Sayın savcı,
Kim olduğunuzu bilmiyorum; ancak bu mektubun konusuyla ilgili bir (belki iki) savcının görevli olduğunu biliyorum. O yüzden de mektup “Görevli savcıya” diye başladı.
Sayın savcı,
Siz bu satırları okurken ben Özgür Gündem gazetesinin her sabahki yazıişleri toplantısında “nöbetçi yayın yönetmeni” olarak masanın bir yerinde oturuyor olacağım. Benimki bir günlük nöbet. Daha önce de başka meslektaşlarım nöbetteydi. Yarın ve sonraki günler de başka meslektaşlarım nöbete duracak.

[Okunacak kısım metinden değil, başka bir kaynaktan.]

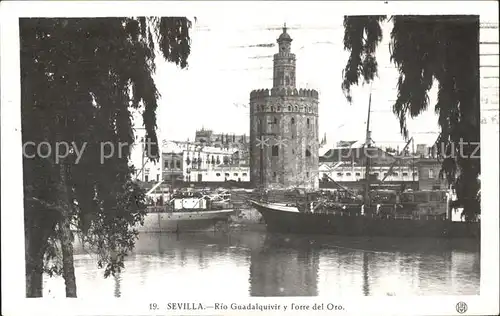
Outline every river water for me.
[44,231,480,299]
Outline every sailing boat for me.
[249,93,480,238]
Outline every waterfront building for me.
[194,127,248,148]
[318,142,448,190]
[249,26,319,189]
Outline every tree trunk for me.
[24,209,56,298]
[59,161,76,297]
[24,221,43,298]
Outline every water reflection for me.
[44,232,480,300]
[249,235,319,296]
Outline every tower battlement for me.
[249,27,319,188]
[250,87,319,100]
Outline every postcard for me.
[1,1,499,316]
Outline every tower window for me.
[272,145,279,157]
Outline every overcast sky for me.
[145,14,496,149]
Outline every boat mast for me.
[364,86,372,206]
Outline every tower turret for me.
[273,24,295,88]
[249,25,319,189]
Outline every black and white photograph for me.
[1,1,499,315]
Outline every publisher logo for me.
[456,302,467,314]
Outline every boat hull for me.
[136,210,234,233]
[250,201,480,238]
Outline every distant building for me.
[318,142,448,190]
[417,158,448,190]
[250,27,319,189]
[416,144,429,158]
[194,128,248,147]
[162,141,250,183]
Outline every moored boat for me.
[249,194,480,238]
[137,192,234,232]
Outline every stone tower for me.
[250,25,319,189]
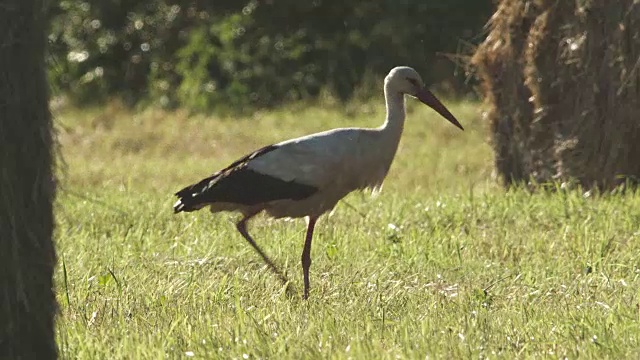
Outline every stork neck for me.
[381,86,405,136]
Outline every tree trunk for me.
[0,0,57,359]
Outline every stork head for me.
[384,66,464,130]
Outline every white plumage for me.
[174,67,462,298]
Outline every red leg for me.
[302,217,318,299]
[236,213,288,285]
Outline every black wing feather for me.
[174,145,318,213]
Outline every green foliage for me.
[49,0,491,110]
[56,101,640,359]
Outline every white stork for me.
[173,66,464,299]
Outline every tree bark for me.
[0,0,57,359]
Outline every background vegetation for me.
[49,0,492,110]
[49,0,640,359]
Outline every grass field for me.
[56,101,640,359]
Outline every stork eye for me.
[406,77,418,87]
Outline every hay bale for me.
[472,0,640,189]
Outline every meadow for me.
[54,97,640,359]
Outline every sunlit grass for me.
[56,101,640,359]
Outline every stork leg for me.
[236,213,288,285]
[302,217,318,300]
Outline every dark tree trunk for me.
[0,0,57,359]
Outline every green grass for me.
[56,102,640,359]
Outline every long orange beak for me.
[416,89,464,130]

Bu tutumumuz sizce anlaşılır mı; anlaşılırsa nasıl anlaşılır bilemiyorum. Ancak benden önce nöbete duran meslektaşlarımın tümünü (evet tümünü) ifadeye çağırdınız. Dava açacak mısınız henüz bilmiyorum. Ama anladığım kadarıyla bugünkü “nöbetçi yayın yönetmeni” olarak beni de ifadeye çağıracaksınız.

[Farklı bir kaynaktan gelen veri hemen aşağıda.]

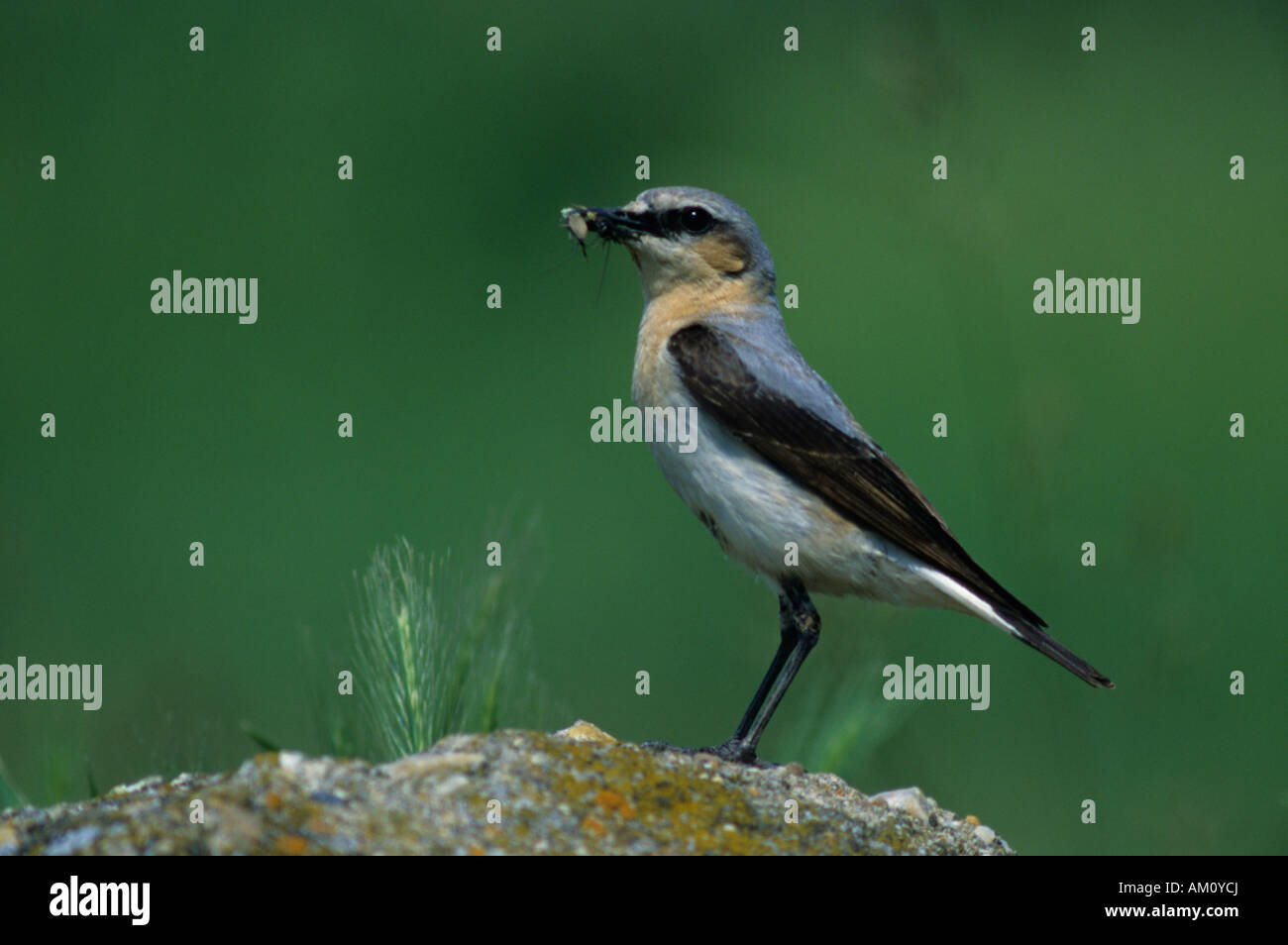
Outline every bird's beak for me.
[563,207,661,244]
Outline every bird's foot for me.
[640,736,778,768]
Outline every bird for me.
[562,186,1115,764]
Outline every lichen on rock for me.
[0,722,1013,855]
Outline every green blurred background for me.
[0,0,1288,854]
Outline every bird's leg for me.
[644,578,820,765]
[729,591,802,742]
[713,578,820,761]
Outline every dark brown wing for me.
[667,325,1109,684]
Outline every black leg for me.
[644,578,820,765]
[730,591,800,742]
[716,579,820,761]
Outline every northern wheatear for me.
[563,186,1113,761]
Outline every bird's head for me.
[563,186,774,301]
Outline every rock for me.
[0,722,1014,855]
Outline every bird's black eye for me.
[680,207,715,235]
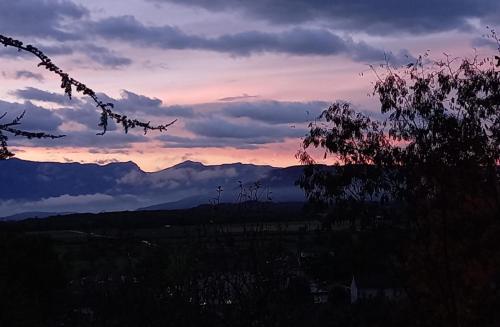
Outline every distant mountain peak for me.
[172,160,206,168]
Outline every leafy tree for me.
[0,34,176,160]
[297,36,500,326]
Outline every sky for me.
[0,0,500,171]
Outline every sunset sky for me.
[0,0,500,171]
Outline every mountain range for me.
[0,158,305,219]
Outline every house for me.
[350,274,405,304]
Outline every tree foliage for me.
[0,35,176,160]
[298,32,500,326]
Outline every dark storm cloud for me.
[151,0,500,35]
[217,93,259,102]
[0,45,74,59]
[157,134,262,149]
[79,44,132,68]
[100,90,194,118]
[90,16,411,63]
[0,0,88,40]
[222,101,329,124]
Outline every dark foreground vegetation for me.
[0,203,422,326]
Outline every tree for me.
[0,34,176,160]
[297,36,500,326]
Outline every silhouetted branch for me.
[0,34,177,158]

Beni çağırdığınızda mantıklı sorular sormanız ya da bazı anlamsız sorulardan vazgeçerek zaman kazanmanız amacıyla sizi birkaç noktada aydınlatmak isterim.
Sayın savcı,
Bizim meslekte bazılarımızın ilkeleri, duraksamadan yerine getirdikleri meslek alışkanlıkları vardır. Bunlardan biri, hatta birincisi dayanışma sözcüğü ile özetlenebilir. Bu dayanışma bizler için sahiden de önemlidir. Mesleğimiz belalı bir meslek. Kimilerimiz öldürüldü Kimilerimiz hapislerde yattı. Ben şanslı sayılırım; öldürülmeyen ama yedi sekiz defa hapishanelerde volta atmak zorunda kalanlardan biriyim. Belki bilmiyorsunuz, hepsi de mesleki çalışmalarımdan, yazdığım yazılar, verdiğim haberlerden dolayıdır.

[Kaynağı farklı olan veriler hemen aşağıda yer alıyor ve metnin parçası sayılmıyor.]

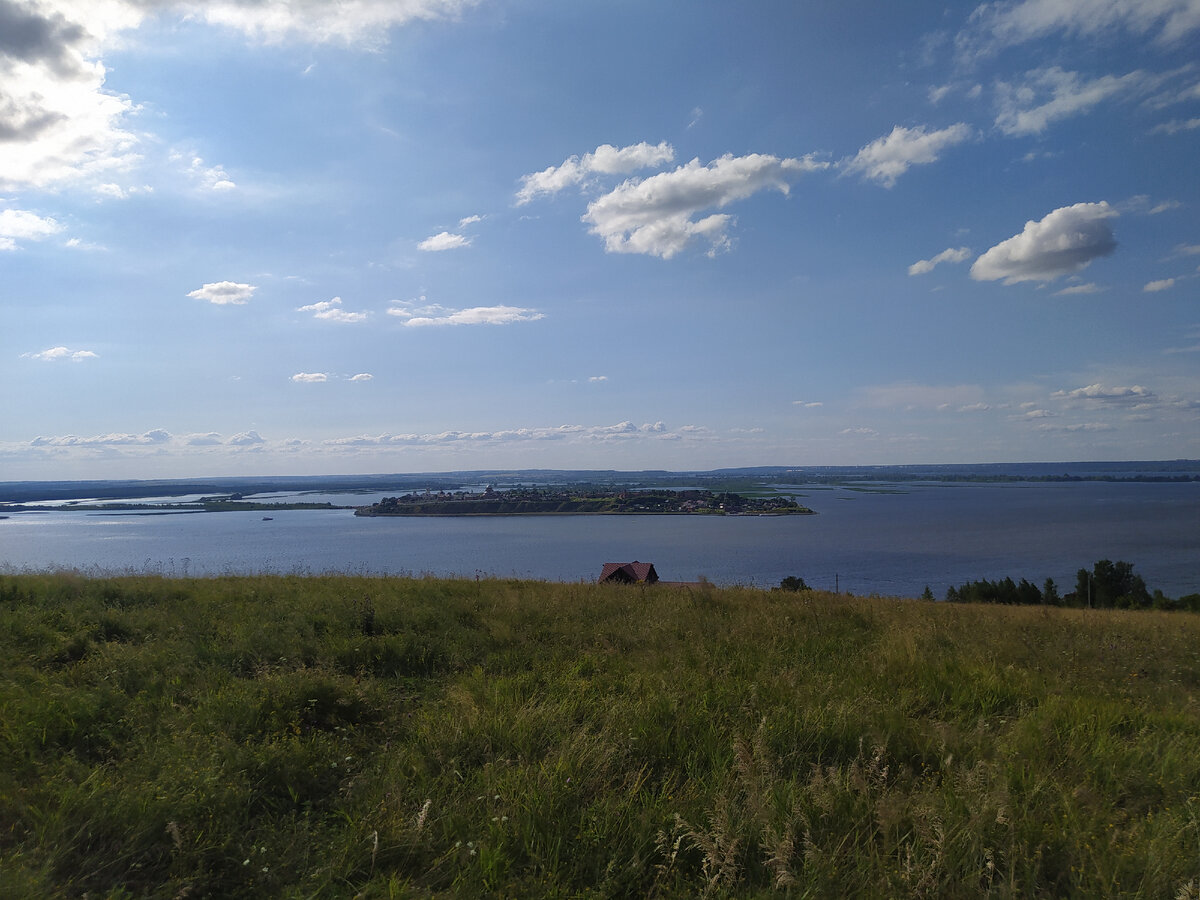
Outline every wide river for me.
[0,481,1200,598]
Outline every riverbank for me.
[9,575,1200,898]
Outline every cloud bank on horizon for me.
[0,0,1200,478]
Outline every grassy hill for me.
[0,575,1200,898]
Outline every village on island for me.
[354,485,812,516]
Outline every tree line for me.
[940,559,1200,612]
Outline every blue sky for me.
[0,0,1200,480]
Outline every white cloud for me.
[296,296,367,322]
[1051,384,1158,406]
[187,281,258,306]
[416,232,470,253]
[971,202,1117,284]
[170,0,478,46]
[517,140,674,206]
[583,154,828,259]
[0,211,64,250]
[0,0,476,191]
[1055,282,1102,296]
[388,304,544,328]
[839,122,974,187]
[996,66,1148,136]
[29,428,170,446]
[1151,119,1200,134]
[182,431,224,446]
[170,152,238,193]
[0,2,138,190]
[20,347,100,362]
[908,247,971,275]
[959,0,1200,55]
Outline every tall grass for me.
[0,574,1200,898]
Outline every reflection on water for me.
[0,482,1200,596]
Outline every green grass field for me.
[0,575,1200,899]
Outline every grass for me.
[0,574,1200,899]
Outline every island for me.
[354,485,814,516]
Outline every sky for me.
[0,0,1200,480]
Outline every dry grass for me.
[0,575,1200,898]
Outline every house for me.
[599,559,659,584]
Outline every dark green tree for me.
[1075,559,1152,610]
[779,575,812,590]
[1042,578,1062,606]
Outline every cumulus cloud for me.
[1055,282,1100,296]
[0,0,476,191]
[583,154,828,259]
[187,281,258,306]
[296,296,367,322]
[971,202,1117,284]
[184,431,224,446]
[958,0,1200,55]
[840,122,974,187]
[1151,118,1200,134]
[0,0,137,190]
[20,347,100,362]
[517,140,674,206]
[1051,384,1157,406]
[388,298,545,328]
[229,431,266,446]
[996,66,1150,136]
[416,232,470,253]
[170,152,238,193]
[170,0,478,46]
[29,428,170,448]
[908,247,971,275]
[0,207,64,250]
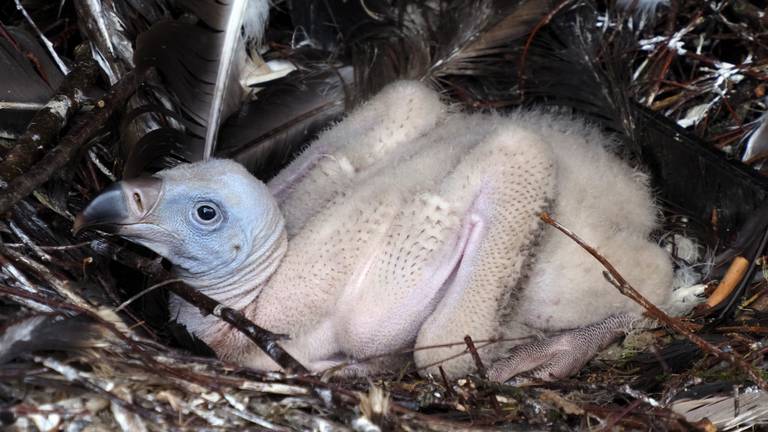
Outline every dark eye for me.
[197,205,216,221]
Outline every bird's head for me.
[73,159,286,295]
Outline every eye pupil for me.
[197,205,216,221]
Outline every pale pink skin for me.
[112,82,704,381]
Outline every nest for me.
[0,0,768,431]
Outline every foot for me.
[488,314,638,382]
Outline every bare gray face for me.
[74,160,283,276]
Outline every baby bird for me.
[76,81,691,381]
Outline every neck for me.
[175,214,288,309]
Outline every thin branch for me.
[168,283,309,374]
[539,213,768,391]
[0,44,99,183]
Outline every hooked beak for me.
[72,177,163,235]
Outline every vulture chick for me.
[76,82,704,381]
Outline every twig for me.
[0,71,141,214]
[464,335,488,379]
[0,45,99,183]
[539,212,768,391]
[464,335,502,417]
[16,0,69,75]
[168,283,309,374]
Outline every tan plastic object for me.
[707,256,749,307]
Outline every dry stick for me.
[0,71,141,214]
[168,283,309,373]
[0,45,99,183]
[464,335,503,417]
[539,212,768,391]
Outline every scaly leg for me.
[488,314,639,382]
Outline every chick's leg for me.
[268,81,446,235]
[488,314,639,382]
[414,124,556,377]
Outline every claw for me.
[488,315,637,382]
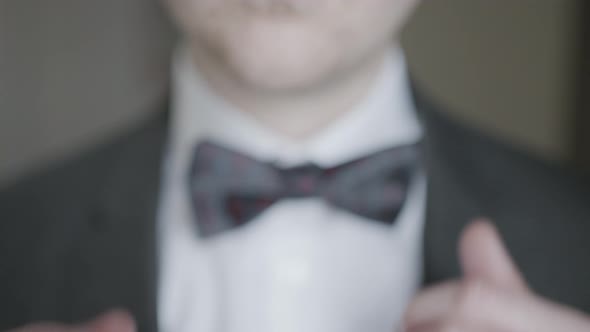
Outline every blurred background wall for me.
[0,0,581,185]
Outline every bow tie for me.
[189,142,419,238]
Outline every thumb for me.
[459,220,528,291]
[81,310,136,332]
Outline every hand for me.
[7,310,136,332]
[405,222,590,332]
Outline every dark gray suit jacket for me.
[0,92,590,331]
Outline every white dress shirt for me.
[158,44,426,332]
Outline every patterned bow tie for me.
[190,142,419,237]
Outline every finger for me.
[459,220,528,292]
[404,282,460,330]
[83,310,136,332]
[443,282,590,332]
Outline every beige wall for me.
[405,0,578,160]
[0,0,575,187]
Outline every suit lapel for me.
[66,111,167,331]
[413,89,483,285]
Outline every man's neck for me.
[193,43,389,140]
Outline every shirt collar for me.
[169,42,423,167]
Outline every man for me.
[0,0,590,332]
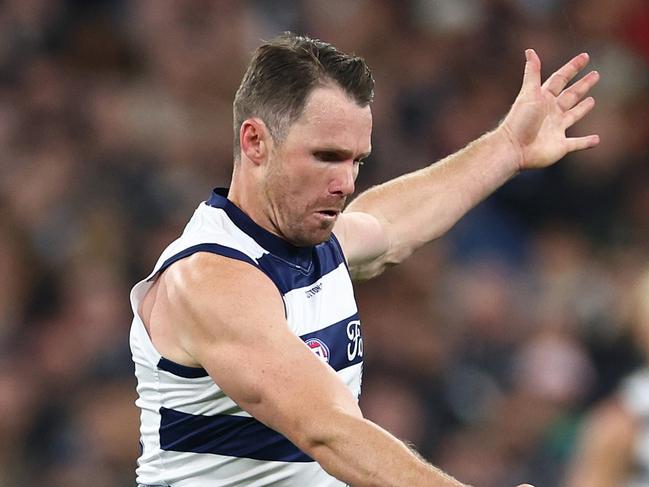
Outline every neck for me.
[228,162,279,239]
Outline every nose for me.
[329,161,358,196]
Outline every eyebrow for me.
[313,147,372,160]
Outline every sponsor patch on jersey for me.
[304,338,329,363]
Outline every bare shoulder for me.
[164,252,282,332]
[150,252,285,367]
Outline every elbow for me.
[292,405,364,460]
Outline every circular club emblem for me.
[304,338,329,363]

Özgür Gündem ağırlıklı olarak Kürt siyasal hareketi ve ülkemizin Kürt illerinde olup bitenlerden haber veren ve yasal olarak yayımlanan bir günlük gazete. Beğendiğim yanları var, beğenmediğim yanları da var. Ama meslek dayanışması söz konusu ise beğenme ya da beğenmemenin hiç ama hiçbir anlamı ve önemi yok.